27 Dec 2020

Nifty Next 50 returns — my ‘risk appreciation exercise’

It’s not hard to find historical annual returns of Nifty 50 (here’s a good one), but I couldn’t find a similar summary for Nifty Next 50. I care about the Next 50 index because Next 50 is the core component of Kuvera’s recommended portfolio, which I also invest in:

Nifty Next 50 is the base of our recommendation with 46% of our equity portfolio recommended to this index. Our diversification through Nifty index, one international fund and one focused fund significantly improve on the return and risk of Nifty Next 50.

Because the data wasn’t readily available, I ended up downloading the daily index data and calculating annual returns myself. 

Annual returns of Nifty 50 and Nifty Next 50 indices

While I was initially annoyed for having to do this myself, I think this was a good exercise. What Nifty Next 50 lost in 2000 and 2001, for example, it has recovered only by the end of 2004! I think creating this table was a good Risk Appreciation Exercise for me. I have a feeling I now have more understanding and respect for the risks involved in share market investing. 12 months ago, I would have simply repeated what I heard from others: if you stay invested in the share market for many years, you’ll be fine.
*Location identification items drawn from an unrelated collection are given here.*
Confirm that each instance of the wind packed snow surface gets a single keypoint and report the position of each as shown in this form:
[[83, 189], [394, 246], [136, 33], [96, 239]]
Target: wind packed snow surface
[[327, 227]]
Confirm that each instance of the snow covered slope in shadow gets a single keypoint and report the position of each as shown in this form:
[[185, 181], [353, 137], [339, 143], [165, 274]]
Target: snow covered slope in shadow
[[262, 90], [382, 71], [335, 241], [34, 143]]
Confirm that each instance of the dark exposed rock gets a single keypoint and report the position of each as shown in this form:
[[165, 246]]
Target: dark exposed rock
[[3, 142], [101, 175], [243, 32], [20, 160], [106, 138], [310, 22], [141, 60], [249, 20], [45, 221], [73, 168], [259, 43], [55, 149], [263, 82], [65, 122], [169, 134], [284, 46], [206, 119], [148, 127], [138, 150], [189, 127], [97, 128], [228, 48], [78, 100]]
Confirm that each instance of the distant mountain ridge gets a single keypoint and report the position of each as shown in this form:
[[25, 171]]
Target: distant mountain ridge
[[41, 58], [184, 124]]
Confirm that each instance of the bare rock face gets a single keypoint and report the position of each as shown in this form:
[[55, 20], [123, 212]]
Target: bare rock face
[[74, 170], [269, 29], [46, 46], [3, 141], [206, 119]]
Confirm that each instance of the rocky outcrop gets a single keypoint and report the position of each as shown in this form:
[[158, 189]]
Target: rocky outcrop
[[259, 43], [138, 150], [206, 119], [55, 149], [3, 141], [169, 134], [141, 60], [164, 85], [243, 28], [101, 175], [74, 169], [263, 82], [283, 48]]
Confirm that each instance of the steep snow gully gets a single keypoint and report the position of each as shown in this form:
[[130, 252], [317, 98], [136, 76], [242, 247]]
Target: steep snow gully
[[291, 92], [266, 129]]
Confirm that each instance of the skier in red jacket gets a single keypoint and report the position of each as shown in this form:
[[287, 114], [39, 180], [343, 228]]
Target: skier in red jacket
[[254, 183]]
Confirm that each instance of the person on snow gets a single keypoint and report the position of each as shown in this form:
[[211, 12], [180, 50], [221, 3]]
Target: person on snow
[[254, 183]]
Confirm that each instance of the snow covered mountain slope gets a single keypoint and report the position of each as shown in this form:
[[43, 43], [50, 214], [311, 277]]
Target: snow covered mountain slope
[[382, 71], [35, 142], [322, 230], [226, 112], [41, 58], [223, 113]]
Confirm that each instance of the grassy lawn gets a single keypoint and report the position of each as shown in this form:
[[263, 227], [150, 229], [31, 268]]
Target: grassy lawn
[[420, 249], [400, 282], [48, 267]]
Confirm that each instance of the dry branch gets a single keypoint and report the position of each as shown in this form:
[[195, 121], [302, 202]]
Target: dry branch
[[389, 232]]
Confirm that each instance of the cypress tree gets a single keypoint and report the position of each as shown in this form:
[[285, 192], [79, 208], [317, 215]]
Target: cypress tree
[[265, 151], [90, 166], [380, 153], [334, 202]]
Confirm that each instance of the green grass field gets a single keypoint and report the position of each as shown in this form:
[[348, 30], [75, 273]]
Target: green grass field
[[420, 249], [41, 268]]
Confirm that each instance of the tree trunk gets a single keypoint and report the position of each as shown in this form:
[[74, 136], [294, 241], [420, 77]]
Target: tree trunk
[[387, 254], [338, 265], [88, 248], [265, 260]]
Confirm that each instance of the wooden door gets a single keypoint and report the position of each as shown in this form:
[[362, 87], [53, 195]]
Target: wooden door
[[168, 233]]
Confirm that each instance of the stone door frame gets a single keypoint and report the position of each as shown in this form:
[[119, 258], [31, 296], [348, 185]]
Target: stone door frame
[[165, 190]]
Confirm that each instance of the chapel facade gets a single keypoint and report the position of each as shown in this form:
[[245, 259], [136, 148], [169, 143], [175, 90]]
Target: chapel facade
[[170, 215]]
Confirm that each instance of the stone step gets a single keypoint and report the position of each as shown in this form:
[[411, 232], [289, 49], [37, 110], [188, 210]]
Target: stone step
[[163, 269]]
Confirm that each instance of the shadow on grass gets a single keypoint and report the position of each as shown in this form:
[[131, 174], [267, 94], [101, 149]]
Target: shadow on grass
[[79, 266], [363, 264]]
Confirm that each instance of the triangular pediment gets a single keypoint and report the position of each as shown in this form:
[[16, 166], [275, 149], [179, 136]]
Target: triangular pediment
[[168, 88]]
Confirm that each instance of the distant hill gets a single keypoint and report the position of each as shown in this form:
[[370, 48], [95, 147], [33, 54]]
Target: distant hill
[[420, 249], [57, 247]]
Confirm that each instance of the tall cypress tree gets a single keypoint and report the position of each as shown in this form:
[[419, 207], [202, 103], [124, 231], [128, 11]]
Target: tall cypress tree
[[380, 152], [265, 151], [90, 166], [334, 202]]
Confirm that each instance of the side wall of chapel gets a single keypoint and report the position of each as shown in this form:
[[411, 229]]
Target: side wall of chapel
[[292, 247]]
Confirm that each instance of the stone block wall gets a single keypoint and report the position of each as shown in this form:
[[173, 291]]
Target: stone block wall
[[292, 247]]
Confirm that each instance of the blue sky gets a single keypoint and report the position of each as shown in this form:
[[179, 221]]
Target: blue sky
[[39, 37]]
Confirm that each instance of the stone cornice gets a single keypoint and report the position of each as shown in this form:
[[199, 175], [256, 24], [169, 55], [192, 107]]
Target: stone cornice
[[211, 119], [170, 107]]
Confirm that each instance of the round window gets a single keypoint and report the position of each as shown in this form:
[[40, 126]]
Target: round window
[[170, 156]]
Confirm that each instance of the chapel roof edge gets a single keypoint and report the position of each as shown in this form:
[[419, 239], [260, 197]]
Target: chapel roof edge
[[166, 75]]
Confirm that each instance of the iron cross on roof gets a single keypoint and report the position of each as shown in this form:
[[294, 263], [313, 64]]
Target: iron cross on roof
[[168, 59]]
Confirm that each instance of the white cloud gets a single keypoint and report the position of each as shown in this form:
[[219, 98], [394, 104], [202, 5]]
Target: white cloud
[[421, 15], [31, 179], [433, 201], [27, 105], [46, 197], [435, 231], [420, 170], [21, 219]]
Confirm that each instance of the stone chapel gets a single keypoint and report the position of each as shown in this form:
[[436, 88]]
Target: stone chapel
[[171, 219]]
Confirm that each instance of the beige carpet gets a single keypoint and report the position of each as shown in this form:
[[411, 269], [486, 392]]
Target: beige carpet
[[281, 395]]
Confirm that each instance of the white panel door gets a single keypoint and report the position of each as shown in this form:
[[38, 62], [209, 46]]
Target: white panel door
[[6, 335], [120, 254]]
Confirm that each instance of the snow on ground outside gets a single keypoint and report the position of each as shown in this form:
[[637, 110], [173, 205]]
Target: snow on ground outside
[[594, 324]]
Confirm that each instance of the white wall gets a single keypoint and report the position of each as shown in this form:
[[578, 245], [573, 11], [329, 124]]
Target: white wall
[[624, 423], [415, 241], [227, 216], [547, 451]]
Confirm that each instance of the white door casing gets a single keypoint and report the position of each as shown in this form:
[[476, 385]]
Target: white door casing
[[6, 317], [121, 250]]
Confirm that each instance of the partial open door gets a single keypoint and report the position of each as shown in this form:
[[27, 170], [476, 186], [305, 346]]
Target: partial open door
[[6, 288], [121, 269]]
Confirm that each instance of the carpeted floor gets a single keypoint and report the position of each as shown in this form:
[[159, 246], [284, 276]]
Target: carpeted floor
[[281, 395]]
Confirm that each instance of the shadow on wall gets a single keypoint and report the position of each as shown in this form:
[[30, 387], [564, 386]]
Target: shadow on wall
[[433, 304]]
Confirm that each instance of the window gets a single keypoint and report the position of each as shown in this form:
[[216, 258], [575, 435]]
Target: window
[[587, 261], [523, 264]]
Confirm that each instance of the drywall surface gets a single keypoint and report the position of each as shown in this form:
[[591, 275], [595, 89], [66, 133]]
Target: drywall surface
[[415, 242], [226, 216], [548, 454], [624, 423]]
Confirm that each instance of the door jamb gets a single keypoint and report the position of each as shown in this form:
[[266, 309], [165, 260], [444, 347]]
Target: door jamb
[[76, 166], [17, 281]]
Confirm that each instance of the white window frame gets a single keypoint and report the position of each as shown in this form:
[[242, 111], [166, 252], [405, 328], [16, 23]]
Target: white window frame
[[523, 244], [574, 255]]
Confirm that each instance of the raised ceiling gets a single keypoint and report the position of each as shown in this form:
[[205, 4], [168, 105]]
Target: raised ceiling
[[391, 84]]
Meaning, staying invested is the only risk mitigation you need.

But imagine investing a large sum in the Nifty Next 50 index by the end of 1999. Three preceding years — 1997, 1998, and 1999 — have given eye-popping returns. Novice investors may not think twice before investing if they see such numbers. The Next 50 index soared by 141% in 2003, and that still wasn’t enough to bring the index back to its 1999 level! Only by the end of 2004 did the index actually catch up. If you made a lump sum investment into Nifty Next 50 by the end of 1999 and wanted the money by the end of 2004, you made next to nothing from the share market. That’s still better than taking the money out before 2004 when you were clearly in the ‘capital loss’ territory.

It still might be possible that if you stay invested for 7 years, you’d end up making a good return. But looking at these scary scenarios help you appreciate the risk better and take risk mitigation strategies (such as having an asset allocation) more seriously.